The crisis on our farms however will never be resolved in isolation from our wider problems. We shall not be able to improve the lives of farm workers and dwellers while we are still mired in the catastrophic crisis of mass unemployment, poverty and inequality.

A further 61 000 jobs disappeared in the 2nd quarter of 2010, bringing the total lost since the beginning of 2009 to an appalling 1102 000. On average every worker supports five dependents, which means that over 5.5 million additional people have been plunged into a life of poverty and misery in just 18 months.

Inequality has been brought into focus by yesterday's depressing report of the Commission for Employment Equity, which showed that in the private sector, virtually nothing has changed in the racial and gender inequalities we inherited from apartheid.

But while we must do everything to support the Minister of Labour to enforce the Employment Equity Act far more strictly, let us not forget that there is nothing more disempowering and inequitable than being unemployed, earning no income and being unable to make a contribution to society. Bringing down our massive levels of unemployment and poverty is the first and most essential step to achieving real and sustainable levels of equity and empowerment.

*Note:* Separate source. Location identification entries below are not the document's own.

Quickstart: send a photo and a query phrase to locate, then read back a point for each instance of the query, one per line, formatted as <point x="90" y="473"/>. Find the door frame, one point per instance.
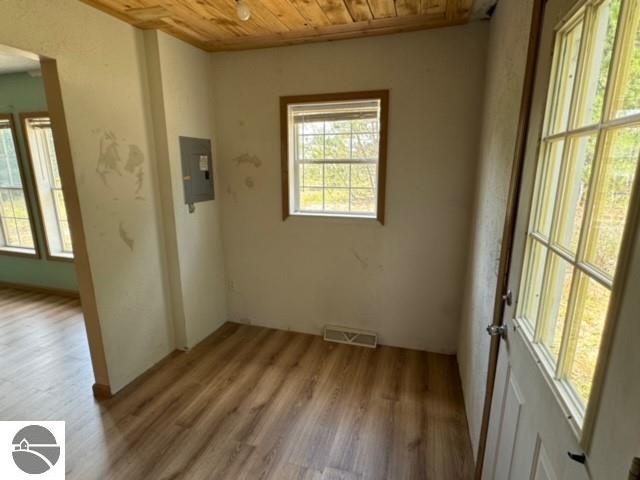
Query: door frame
<point x="515" y="184"/>
<point x="622" y="271"/>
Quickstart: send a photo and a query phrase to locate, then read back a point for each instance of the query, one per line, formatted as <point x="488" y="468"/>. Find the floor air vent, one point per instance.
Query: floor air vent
<point x="350" y="336"/>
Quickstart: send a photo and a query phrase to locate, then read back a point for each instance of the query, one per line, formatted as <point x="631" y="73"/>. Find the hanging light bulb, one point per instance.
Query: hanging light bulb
<point x="244" y="13"/>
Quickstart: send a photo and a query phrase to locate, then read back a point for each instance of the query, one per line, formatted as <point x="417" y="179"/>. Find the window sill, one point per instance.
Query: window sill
<point x="60" y="257"/>
<point x="19" y="252"/>
<point x="561" y="390"/>
<point x="336" y="216"/>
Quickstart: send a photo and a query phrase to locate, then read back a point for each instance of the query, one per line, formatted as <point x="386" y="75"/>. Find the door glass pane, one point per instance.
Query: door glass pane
<point x="573" y="195"/>
<point x="565" y="79"/>
<point x="597" y="61"/>
<point x="556" y="301"/>
<point x="611" y="197"/>
<point x="626" y="96"/>
<point x="592" y="304"/>
<point x="532" y="281"/>
<point x="546" y="193"/>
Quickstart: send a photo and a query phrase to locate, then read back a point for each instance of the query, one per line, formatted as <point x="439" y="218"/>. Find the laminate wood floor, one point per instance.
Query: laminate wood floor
<point x="247" y="403"/>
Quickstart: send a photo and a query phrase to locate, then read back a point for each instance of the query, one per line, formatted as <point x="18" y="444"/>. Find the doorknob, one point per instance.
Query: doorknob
<point x="508" y="298"/>
<point x="497" y="330"/>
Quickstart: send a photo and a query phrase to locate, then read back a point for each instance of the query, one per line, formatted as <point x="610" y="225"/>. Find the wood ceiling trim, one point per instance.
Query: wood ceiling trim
<point x="359" y="10"/>
<point x="338" y="32"/>
<point x="311" y="11"/>
<point x="408" y="7"/>
<point x="213" y="24"/>
<point x="382" y="8"/>
<point x="336" y="11"/>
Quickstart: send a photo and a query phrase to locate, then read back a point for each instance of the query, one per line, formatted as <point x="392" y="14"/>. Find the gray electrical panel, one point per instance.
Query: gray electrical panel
<point x="197" y="169"/>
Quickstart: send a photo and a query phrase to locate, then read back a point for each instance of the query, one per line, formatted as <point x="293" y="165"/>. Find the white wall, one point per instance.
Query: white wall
<point x="103" y="79"/>
<point x="404" y="279"/>
<point x="181" y="99"/>
<point x="507" y="51"/>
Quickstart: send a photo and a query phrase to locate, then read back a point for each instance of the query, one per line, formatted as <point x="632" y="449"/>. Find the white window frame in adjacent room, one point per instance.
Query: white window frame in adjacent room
<point x="16" y="186"/>
<point x="55" y="225"/>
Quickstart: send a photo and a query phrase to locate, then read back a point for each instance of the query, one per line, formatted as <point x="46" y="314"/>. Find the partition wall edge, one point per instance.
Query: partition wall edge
<point x="53" y="93"/>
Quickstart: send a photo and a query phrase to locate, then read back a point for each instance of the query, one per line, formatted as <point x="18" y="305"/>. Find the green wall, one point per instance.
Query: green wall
<point x="20" y="92"/>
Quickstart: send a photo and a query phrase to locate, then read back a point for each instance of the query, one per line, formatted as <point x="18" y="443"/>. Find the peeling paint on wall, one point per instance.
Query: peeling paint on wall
<point x="126" y="238"/>
<point x="247" y="159"/>
<point x="109" y="157"/>
<point x="362" y="261"/>
<point x="110" y="161"/>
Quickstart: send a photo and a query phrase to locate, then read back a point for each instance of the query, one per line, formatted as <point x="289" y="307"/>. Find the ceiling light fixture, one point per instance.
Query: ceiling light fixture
<point x="244" y="13"/>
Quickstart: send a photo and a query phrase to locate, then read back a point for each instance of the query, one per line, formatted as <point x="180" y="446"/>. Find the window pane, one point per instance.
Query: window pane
<point x="67" y="246"/>
<point x="626" y="95"/>
<point x="336" y="175"/>
<point x="363" y="176"/>
<point x="6" y="207"/>
<point x="611" y="197"/>
<point x="24" y="233"/>
<point x="309" y="127"/>
<point x="12" y="238"/>
<point x="556" y="301"/>
<point x="336" y="200"/>
<point x="565" y="77"/>
<point x="365" y="126"/>
<point x="311" y="199"/>
<point x="313" y="147"/>
<point x="339" y="126"/>
<point x="311" y="175"/>
<point x="573" y="196"/>
<point x="337" y="147"/>
<point x="546" y="191"/>
<point x="597" y="62"/>
<point x="592" y="304"/>
<point x="335" y="159"/>
<point x="532" y="281"/>
<point x="9" y="169"/>
<point x="363" y="200"/>
<point x="365" y="146"/>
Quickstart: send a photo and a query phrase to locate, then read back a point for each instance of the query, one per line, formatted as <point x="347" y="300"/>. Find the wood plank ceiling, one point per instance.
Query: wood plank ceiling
<point x="214" y="24"/>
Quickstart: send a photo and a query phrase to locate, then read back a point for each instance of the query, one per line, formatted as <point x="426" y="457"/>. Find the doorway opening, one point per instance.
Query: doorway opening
<point x="49" y="327"/>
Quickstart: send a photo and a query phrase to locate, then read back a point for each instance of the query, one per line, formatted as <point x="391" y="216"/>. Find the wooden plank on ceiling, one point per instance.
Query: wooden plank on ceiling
<point x="336" y="11"/>
<point x="219" y="17"/>
<point x="148" y="14"/>
<point x="312" y="12"/>
<point x="382" y="8"/>
<point x="407" y="7"/>
<point x="338" y="32"/>
<point x="214" y="24"/>
<point x="359" y="10"/>
<point x="434" y="6"/>
<point x="286" y="13"/>
<point x="458" y="8"/>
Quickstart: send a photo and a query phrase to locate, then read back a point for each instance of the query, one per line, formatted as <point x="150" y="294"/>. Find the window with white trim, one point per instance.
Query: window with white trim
<point x="37" y="128"/>
<point x="587" y="167"/>
<point x="333" y="155"/>
<point x="16" y="234"/>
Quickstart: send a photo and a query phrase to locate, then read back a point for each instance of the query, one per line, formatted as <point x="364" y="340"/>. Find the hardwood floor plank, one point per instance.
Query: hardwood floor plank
<point x="247" y="403"/>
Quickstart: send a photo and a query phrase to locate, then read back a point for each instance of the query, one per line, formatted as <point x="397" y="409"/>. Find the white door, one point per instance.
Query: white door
<point x="580" y="170"/>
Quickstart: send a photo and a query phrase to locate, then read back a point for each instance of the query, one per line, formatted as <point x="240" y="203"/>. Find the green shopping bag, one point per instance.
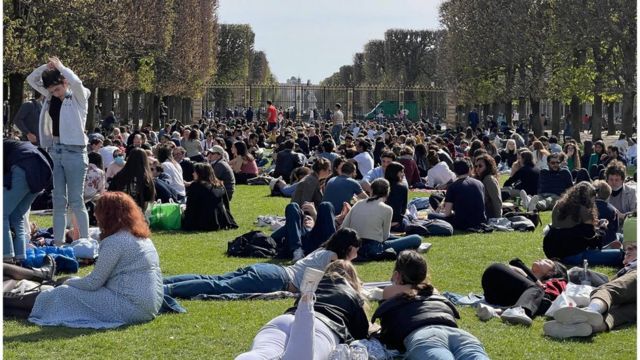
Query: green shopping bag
<point x="166" y="216"/>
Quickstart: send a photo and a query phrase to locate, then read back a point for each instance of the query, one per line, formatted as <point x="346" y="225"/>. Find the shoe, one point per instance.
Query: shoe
<point x="310" y="280"/>
<point x="424" y="247"/>
<point x="525" y="199"/>
<point x="558" y="330"/>
<point x="516" y="316"/>
<point x="47" y="270"/>
<point x="297" y="254"/>
<point x="486" y="312"/>
<point x="574" y="315"/>
<point x="533" y="202"/>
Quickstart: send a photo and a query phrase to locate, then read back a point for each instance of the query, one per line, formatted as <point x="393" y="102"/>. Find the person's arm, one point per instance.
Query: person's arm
<point x="35" y="80"/>
<point x="108" y="258"/>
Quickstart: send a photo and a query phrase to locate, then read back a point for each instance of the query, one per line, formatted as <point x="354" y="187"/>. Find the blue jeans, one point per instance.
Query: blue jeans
<point x="371" y="249"/>
<point x="15" y="206"/>
<point x="297" y="236"/>
<point x="70" y="164"/>
<point x="443" y="343"/>
<point x="257" y="278"/>
<point x="607" y="257"/>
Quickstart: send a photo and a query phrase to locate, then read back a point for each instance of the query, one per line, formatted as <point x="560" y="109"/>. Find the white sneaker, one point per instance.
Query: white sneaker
<point x="297" y="254"/>
<point x="524" y="198"/>
<point x="516" y="316"/>
<point x="574" y="315"/>
<point x="424" y="247"/>
<point x="558" y="330"/>
<point x="486" y="312"/>
<point x="533" y="202"/>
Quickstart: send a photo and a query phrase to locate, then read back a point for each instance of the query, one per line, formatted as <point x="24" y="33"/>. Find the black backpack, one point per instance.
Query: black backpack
<point x="252" y="244"/>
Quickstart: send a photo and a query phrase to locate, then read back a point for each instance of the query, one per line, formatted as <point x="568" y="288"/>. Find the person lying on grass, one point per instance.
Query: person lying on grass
<point x="319" y="321"/>
<point x="265" y="277"/>
<point x="125" y="286"/>
<point x="416" y="320"/>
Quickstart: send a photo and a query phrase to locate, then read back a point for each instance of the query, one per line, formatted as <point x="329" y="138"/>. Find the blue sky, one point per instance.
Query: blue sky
<point x="313" y="38"/>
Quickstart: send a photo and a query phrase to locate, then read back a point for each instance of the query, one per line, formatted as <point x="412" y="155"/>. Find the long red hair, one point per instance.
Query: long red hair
<point x="116" y="211"/>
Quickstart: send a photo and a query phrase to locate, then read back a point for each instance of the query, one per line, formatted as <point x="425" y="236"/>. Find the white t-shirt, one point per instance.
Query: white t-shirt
<point x="175" y="177"/>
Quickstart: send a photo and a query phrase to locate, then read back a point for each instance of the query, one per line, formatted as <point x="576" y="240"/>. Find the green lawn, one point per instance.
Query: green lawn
<point x="221" y="330"/>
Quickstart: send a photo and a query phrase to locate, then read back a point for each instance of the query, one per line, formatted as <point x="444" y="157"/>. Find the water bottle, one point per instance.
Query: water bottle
<point x="585" y="278"/>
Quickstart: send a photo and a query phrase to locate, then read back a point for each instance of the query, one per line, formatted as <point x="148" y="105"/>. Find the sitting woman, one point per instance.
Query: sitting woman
<point x="417" y="321"/>
<point x="371" y="218"/>
<point x="136" y="179"/>
<point x="265" y="277"/>
<point x="125" y="286"/>
<point x="398" y="195"/>
<point x="243" y="164"/>
<point x="486" y="171"/>
<point x="313" y="328"/>
<point x="527" y="292"/>
<point x="207" y="202"/>
<point x="575" y="232"/>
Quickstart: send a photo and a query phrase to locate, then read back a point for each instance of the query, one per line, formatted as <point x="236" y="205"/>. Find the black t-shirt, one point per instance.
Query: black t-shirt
<point x="54" y="112"/>
<point x="467" y="196"/>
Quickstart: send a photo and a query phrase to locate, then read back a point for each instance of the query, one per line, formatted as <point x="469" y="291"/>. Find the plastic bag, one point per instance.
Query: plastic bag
<point x="167" y="216"/>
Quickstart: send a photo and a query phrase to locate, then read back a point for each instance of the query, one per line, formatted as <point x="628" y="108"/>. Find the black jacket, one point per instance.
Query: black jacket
<point x="400" y="316"/>
<point x="339" y="307"/>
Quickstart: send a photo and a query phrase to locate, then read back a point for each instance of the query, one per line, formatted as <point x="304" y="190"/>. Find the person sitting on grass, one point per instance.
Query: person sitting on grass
<point x="207" y="202"/>
<point x="575" y="231"/>
<point x="125" y="286"/>
<point x="371" y="218"/>
<point x="417" y="321"/>
<point x="522" y="289"/>
<point x="321" y="318"/>
<point x="265" y="277"/>
<point x="611" y="305"/>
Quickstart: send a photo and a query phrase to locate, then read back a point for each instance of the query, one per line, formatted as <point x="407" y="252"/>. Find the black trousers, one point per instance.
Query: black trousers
<point x="506" y="287"/>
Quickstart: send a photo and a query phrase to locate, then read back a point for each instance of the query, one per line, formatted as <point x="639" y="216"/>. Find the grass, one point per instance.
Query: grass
<point x="221" y="330"/>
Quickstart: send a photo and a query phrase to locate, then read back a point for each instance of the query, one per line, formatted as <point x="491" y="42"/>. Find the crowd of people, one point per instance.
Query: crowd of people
<point x="349" y="186"/>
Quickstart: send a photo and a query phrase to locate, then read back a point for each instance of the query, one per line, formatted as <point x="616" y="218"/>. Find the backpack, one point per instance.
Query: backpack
<point x="252" y="244"/>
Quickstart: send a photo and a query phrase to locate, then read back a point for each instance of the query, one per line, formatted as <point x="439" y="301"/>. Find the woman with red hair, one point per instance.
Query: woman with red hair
<point x="125" y="286"/>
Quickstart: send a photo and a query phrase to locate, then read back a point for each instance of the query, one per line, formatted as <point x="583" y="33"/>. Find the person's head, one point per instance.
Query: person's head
<point x="553" y="160"/>
<point x="379" y="189"/>
<point x="394" y="173"/>
<point x="461" y="166"/>
<point x="55" y="83"/>
<point x="615" y="174"/>
<point x="485" y="165"/>
<point x="345" y="243"/>
<point x="322" y="167"/>
<point x="545" y="269"/>
<point x="116" y="211"/>
<point x="411" y="269"/>
<point x="386" y="158"/>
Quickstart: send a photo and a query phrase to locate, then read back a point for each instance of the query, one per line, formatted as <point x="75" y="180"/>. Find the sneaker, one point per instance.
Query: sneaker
<point x="574" y="315"/>
<point x="558" y="330"/>
<point x="524" y="198"/>
<point x="297" y="254"/>
<point x="516" y="316"/>
<point x="424" y="247"/>
<point x="486" y="312"/>
<point x="533" y="202"/>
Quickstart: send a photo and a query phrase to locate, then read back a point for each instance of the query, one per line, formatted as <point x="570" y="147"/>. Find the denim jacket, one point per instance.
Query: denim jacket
<point x="73" y="113"/>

COSATU will be very soon be launching its detailed programme for a new economic growth path to take us towards an economy based on manufacturing industry and labour-intensive economic activity. The Department of Trade and Industry has made a good start with its Industrial Policy Action Plan but it remains a plan on paper. It must be implemented with the maximum urgency.

The World Cup showed us all what South Africa can do. We are now urging government and civil society to learn the lessons of that brilliant success and adopt the same spirit of ‘can-do' to all the problems we face. COSATU has issued a declaration of intent which we hope will be signed by every representative organisation in the country.

The most relevant section for today's meeting is a commitment "to address underdevelopment and poverty in rural areas. This campaign should address food insecurity and empower our people to use land that currently lies unused, so that people can produce the food they need and escape from their deep levels of unemployment and poverty."

It goes without saying that for us to achieve that goal we must first of all put an end to exploitation, lawlessness and racism which rule in many rural areas today. I wish you all the best for a highly successful meeting.